ONNX symbol between ML frameworks and hardware devices

What is ONNX?

ONNX is an open standard for machine learning model interoperability. According to the web site, ONNX defines a common set of operators — the building blocks of ML and deep learning models — and a common file format to enable AI developers to use models with a variety of frameworks, tools, runtimes, and compilers. It was originally open-sourced by Facebook and Microsoft in the Fall of 2017, and is now widely popular in the ML community. ONNX provides an intermediate representation for ML models and pipelines that makes it easier to exchange models between different frameworks. In addition, hardware manufacturers like Intel, NVIDIA, Qualcomm, and Habana like to have a single representation for which to optimize their code rather than dealing with a dozen different deep learning frameworks. Recently, ONNX was accepted as a graduated project to the LF AI Foundation.

ONNX Community meeting

There is a large community working on further developing the ONNX standard. In addition to regular conference calls of various subgroups, normally there are about three full-day in-person meetings per year where the developers get together to discuss our progress and next steps. Last year I attended two of them in Silicon Valley: hosted by Intel in March and by NVIDIA in August. The third community meeting was held in Shanghai in November, hosted by Microsoft. IBM was going to host the Spring 2020 community meeting but the plans were adjusted due to the global COVID-19 pandemic. We successfully hosted the meeting virtually on April 9. My colleague Thomas Truong worked with the ONNX Steering Committee and LF AI to create a great program for the meeting. In order to accommodate more time zones, it had to be reduced to three hours in length. The number of people attending at least parts of the meeting was 183, and many more watched the recordings later. All presentations and video recordings of the meeting can be found on the LF AI wiki.

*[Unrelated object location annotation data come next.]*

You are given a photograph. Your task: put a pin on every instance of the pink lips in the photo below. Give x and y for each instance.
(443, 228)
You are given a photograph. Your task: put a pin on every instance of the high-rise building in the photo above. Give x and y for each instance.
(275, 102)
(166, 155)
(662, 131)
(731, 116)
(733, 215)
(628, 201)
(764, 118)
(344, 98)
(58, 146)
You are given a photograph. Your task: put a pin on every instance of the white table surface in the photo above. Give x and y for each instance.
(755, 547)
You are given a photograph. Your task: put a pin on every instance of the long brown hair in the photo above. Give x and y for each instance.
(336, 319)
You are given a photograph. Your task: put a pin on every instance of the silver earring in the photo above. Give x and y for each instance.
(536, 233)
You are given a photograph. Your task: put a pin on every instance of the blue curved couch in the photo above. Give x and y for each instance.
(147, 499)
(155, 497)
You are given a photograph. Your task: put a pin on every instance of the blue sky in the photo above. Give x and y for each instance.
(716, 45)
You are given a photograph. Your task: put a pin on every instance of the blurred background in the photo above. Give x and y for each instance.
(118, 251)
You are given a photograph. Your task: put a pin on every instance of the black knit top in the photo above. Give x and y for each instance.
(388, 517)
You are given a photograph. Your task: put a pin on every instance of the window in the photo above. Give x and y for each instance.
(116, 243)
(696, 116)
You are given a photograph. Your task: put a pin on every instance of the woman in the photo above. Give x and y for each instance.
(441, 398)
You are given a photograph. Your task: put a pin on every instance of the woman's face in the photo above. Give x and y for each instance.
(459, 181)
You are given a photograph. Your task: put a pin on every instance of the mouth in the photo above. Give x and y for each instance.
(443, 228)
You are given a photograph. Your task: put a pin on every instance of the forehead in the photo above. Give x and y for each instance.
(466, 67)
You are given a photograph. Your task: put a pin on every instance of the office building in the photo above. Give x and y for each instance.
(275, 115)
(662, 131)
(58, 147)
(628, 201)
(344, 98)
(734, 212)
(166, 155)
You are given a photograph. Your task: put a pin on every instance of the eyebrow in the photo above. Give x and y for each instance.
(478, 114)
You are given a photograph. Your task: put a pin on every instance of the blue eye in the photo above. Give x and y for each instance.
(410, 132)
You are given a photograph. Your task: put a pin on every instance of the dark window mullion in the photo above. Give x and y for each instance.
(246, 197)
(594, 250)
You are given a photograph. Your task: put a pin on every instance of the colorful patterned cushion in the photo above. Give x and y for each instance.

During the introductions Harry Kim from Intel showed some facts about the growth of ONNX popularity during the last year:

Between March 2019 and April 2020 the numbers of ONNX pull requests, contributors, github stars and forks grew double-digits, published papers grew 111%.

We also learned about some new community members, pictured in the image below.

ONNX support spans most tech companies and open source packages dealing with machine learning.

Zhipeng Huang presented on MindSpore, shown in the upper right corner of the diagram. It is an open source ML framework released by Huawei.

Emma Ning from Microsoft talked about performance breakthrough her team achieved with ONNX Runtime, an open source project started at Microsoft and closely related to ONNX.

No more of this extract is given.